The third part of the introduction was increased by the addition of the following text: We found that decay of O₂ (1Δg) did not significantly affect of UPE of Fe²⁺ - EGTA – H₂O₂ system and pH = 6.6 of reaction milieu results in maximal signal-to-noise ratio being optimal for in vitro determination of anti-•OH activities of various compounds.   

3. About the formation of insoluble and non-reactive Fe(OH)3, was there any result and figure?

Response: This topic is discussed (Discussion section) and is as follows: “Five ferric hydrolysis products (Fe³⁺,FeOH₂⁺ , FeO₂^- , FeO₂H and FeO⁺) can contribute to the total content of Fe³⁺ in aqueous solution shoving the complexity of chemical reactions involving Fe²⁺ and Fe³⁺ ions. The aqueous solubility of these products decreases across the pH range from 5.0 to 8.0 [31,32]. Especially Fe³⁺ solubility decreases from 10^-8 mol/L, 7x10^-9 mol/L to about 5x10^-9 mol/l at pH 6.0, 6.8 and 7.0, respectively [31]. In our Fe²⁺ - EGTA - H₂O₂ system the concentration of Fe²⁺ ions was 92.6 μmol/L (mostly chelated with EGTA) and the concentration of H₂O₂ was 28- times higher than that of Fe²⁺. Assuming carefully that after injection of H₂O₂ to Fe²⁺-EGTA only 10% of Fe²⁺ ions would be oxidized to Fe³⁺ over 2 min observation, the concentration of Fe³⁺ (9.26 x 10^-6 mol/L) can be substantially higher than its solubility at pH 6.8 and 7.0 and result in Fe³⁺ precipitation and decrease in UPE of Fe²⁺-EGTA -H₂O₂. 

4. Section 3.2, was there any experiment to directly prove the result about the cycle of Fe3+ to Fe2+? The authors can improve the discussion about the conversion of Fe3+ to Fe2+, please refer to the paper (10.1016/j.cclet.2023.109185) and add to the reference.

Response: Two additional chemical reactions (based on the afore-mentioned paper) leading to the regeneration of Fe²⁺ are described in the modified Discussion:” Two other reactions can be also involved in Fe²⁺ regeneration [30]

H₂O₂ + Fe³⁺ - EGTA → HO₂^• + H⁺ + Fe²⁺- EGTA

HO₂^• + Fe³⁺ - EGTA →  O₂ + H⁺ + Fe²⁺-EGTA

5. The reason for enhancement and inhibition of •OH production in lower and higher pH should be an in-depth explanation and discussion.
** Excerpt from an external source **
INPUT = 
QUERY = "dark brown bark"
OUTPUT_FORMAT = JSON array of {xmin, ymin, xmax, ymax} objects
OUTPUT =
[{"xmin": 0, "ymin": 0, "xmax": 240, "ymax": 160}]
Response:  please refer to point 3 describing precipitation of Fe³⁺  at pH higher than 6.6 and thus limiting regeneration of Fe²⁺

Due to improvements in the Introduction, Material and Methods, and Discussion the number of cited references increased by 14.

Author Response File: Author Response.pdf

Round 2

Reviewer 1 Report

Comments and Suggestions for Authors

Accept

Reviewer 2 Report

Comments and Suggestions for Authors

It has been improved, can be accepted.